フォンディュ相変わらずの人気にてしかも外にて爽やかな気分のもとに人の食を眺めるも愉快。夕刻ハイティーも定番となる。近頃仕入れし新しき葉にて試飲する。飲んだ瞬間に脳髄の真を刺激される感あり。その力強さに驚く。その後ミルクを添えて飲むこと数回。ミルクが程よくお茶のとげのある所を包み込み「これがあれか!」にわかには信じられないほどの化け様。上等のクラレットのワインを飲むがごとき感あり。食にては地味なイギリスの名が紅茶にてその誉れを輝かす所以を信ずるに足るを知る、誠に有意義な日であった。しかも本日のスコーンの出来具合は誠によかった。粉の風味、焼き上がりの色、口に入れたときに広がり行く香り。その後に飲むミルクティーの高貴なる香りとの融合。このスコーンに其れを受けるこのミルクティー、役者はそろった。その感想をありていに料理人に述べれども我料理人「何をいまさら!我技量の深遠なるを己は今にして知りおったか!お主もタワケノ者よ!」とでも言いたき素振りにてにてちらりと目を合わせ忙しく料理を拵えているばかりであった。最近は乏しい棚の中より「シャンベルタン」が出てきた。然る所より戴きて忘れていたものである。その相棒の食材を考えるのに頭を悩ます今日この頃なり。

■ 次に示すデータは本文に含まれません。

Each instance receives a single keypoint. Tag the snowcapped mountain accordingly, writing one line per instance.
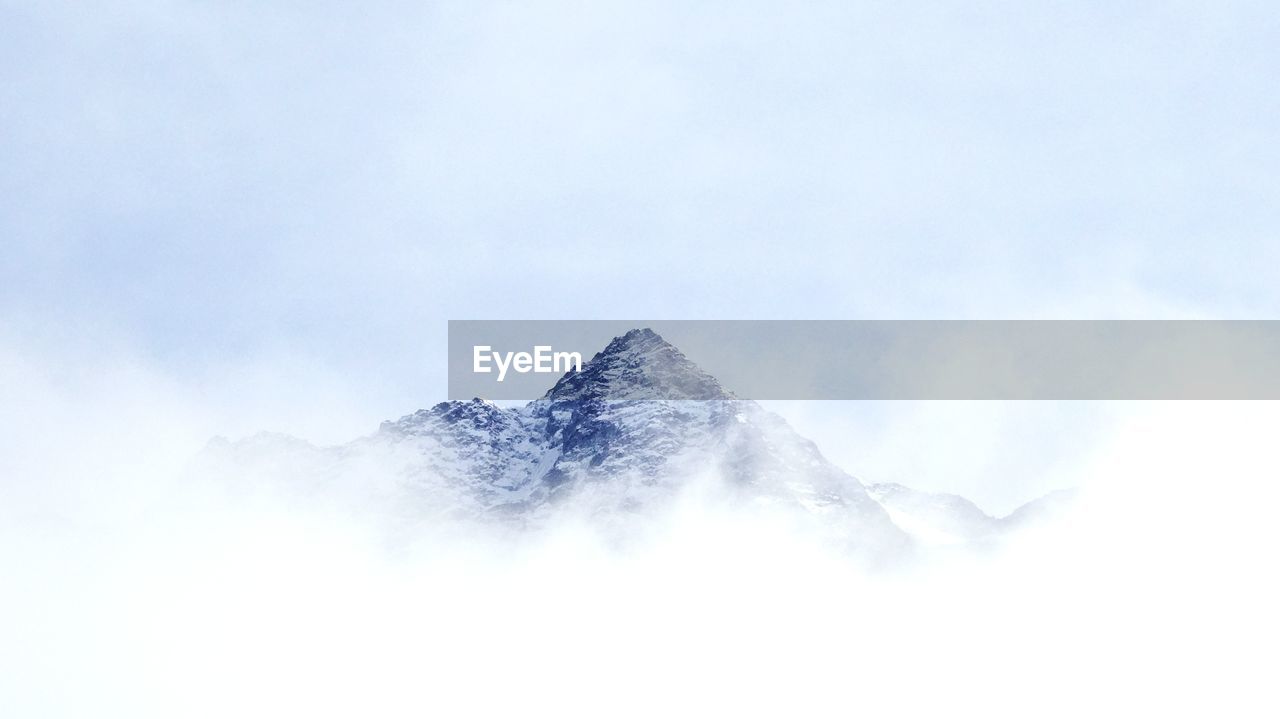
(597, 445)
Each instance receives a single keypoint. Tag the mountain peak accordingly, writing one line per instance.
(638, 365)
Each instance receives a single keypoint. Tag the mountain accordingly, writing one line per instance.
(598, 448)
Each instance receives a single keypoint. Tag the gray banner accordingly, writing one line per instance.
(881, 360)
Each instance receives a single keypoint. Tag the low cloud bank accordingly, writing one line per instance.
(132, 594)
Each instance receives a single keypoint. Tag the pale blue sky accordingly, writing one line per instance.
(227, 184)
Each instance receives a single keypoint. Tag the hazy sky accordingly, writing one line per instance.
(288, 202)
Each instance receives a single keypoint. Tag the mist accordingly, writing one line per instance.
(135, 591)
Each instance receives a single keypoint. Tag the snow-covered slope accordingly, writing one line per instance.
(597, 445)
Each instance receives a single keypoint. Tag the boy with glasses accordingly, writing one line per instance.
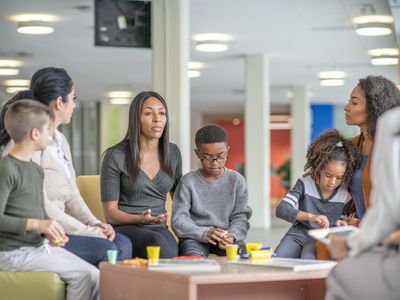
(210, 208)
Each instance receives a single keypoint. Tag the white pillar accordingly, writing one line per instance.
(170, 44)
(257, 139)
(300, 134)
(197, 123)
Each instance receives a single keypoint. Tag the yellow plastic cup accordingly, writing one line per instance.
(231, 252)
(153, 254)
(252, 246)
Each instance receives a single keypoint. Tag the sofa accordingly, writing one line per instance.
(31, 286)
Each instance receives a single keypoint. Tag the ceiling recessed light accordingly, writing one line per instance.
(15, 89)
(331, 82)
(212, 42)
(120, 94)
(372, 19)
(332, 74)
(195, 65)
(193, 73)
(120, 101)
(34, 17)
(383, 51)
(373, 25)
(385, 60)
(384, 56)
(34, 27)
(9, 63)
(201, 37)
(8, 72)
(17, 82)
(211, 46)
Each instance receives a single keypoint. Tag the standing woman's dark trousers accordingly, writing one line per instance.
(149, 235)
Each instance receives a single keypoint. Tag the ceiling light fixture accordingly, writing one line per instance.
(17, 82)
(34, 17)
(331, 78)
(9, 63)
(384, 56)
(34, 27)
(196, 65)
(15, 89)
(8, 72)
(373, 25)
(331, 82)
(212, 42)
(120, 101)
(120, 94)
(193, 73)
(332, 75)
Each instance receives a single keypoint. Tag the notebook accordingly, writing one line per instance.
(323, 234)
(296, 264)
(205, 265)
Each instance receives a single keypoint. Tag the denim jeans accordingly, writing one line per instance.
(142, 236)
(94, 250)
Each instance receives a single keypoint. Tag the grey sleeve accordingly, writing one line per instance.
(181, 222)
(287, 209)
(9, 223)
(110, 176)
(239, 219)
(178, 169)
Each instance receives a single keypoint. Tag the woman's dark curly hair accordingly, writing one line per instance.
(381, 95)
(332, 146)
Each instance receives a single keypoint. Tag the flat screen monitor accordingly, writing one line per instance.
(123, 23)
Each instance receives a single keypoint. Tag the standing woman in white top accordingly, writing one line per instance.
(89, 238)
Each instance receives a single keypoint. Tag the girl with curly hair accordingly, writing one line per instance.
(320, 197)
(369, 99)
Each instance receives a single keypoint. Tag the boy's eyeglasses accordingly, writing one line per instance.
(211, 159)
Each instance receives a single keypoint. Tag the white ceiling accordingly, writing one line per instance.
(301, 37)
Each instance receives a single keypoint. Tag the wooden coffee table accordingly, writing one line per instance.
(233, 282)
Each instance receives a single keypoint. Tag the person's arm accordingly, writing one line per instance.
(8, 223)
(382, 218)
(239, 218)
(288, 208)
(182, 224)
(118, 217)
(19, 225)
(111, 170)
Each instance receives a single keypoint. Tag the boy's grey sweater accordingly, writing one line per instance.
(200, 204)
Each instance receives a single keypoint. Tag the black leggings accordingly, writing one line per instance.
(143, 236)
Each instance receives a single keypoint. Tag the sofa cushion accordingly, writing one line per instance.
(31, 285)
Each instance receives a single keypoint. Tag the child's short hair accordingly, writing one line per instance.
(211, 134)
(24, 115)
(332, 146)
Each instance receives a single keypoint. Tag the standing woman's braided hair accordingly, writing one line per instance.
(331, 146)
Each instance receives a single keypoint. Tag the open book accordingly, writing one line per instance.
(323, 234)
(296, 264)
(205, 265)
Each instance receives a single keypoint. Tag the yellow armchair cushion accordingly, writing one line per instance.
(31, 285)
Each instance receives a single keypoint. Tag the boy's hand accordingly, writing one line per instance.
(321, 220)
(107, 230)
(53, 231)
(147, 219)
(227, 239)
(341, 223)
(214, 235)
(338, 248)
(392, 239)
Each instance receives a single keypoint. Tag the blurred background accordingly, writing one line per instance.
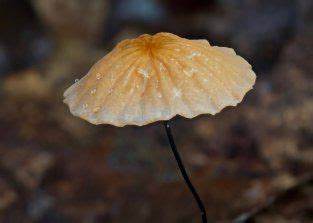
(251, 163)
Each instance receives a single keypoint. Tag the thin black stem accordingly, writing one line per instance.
(184, 173)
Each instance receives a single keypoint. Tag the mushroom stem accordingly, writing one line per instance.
(183, 171)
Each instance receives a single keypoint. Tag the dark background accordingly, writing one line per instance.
(250, 162)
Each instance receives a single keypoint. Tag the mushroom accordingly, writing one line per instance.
(156, 77)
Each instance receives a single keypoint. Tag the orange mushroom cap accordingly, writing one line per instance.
(152, 78)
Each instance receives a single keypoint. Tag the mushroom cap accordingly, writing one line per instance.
(152, 78)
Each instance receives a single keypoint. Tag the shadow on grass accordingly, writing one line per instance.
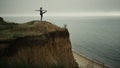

「紅葉する老年」と云う言葉が好き。老年期、戸惑うことばかり。孫の名前がとっさに出てこない!愛用するお店の名前も失念!探し物で、部屋に入ったら、目的を失念!と、悩ましいこの頃なのであります。一方、巷では、「人生100歳時代」と言うフレーズを耳にします。「そんな事は学校では教わりませんでした」などと、愚痴めいたことを言っても仕方がない・・・・。
後26年でそこに到達してしまう!店で立ち働いていると、「よく頑張ってますねぇ!」と、人様に褒められる事もある。こういう時は、気分爽快、元気が出るのであります。これはそんな老輩の日々を綴るものです。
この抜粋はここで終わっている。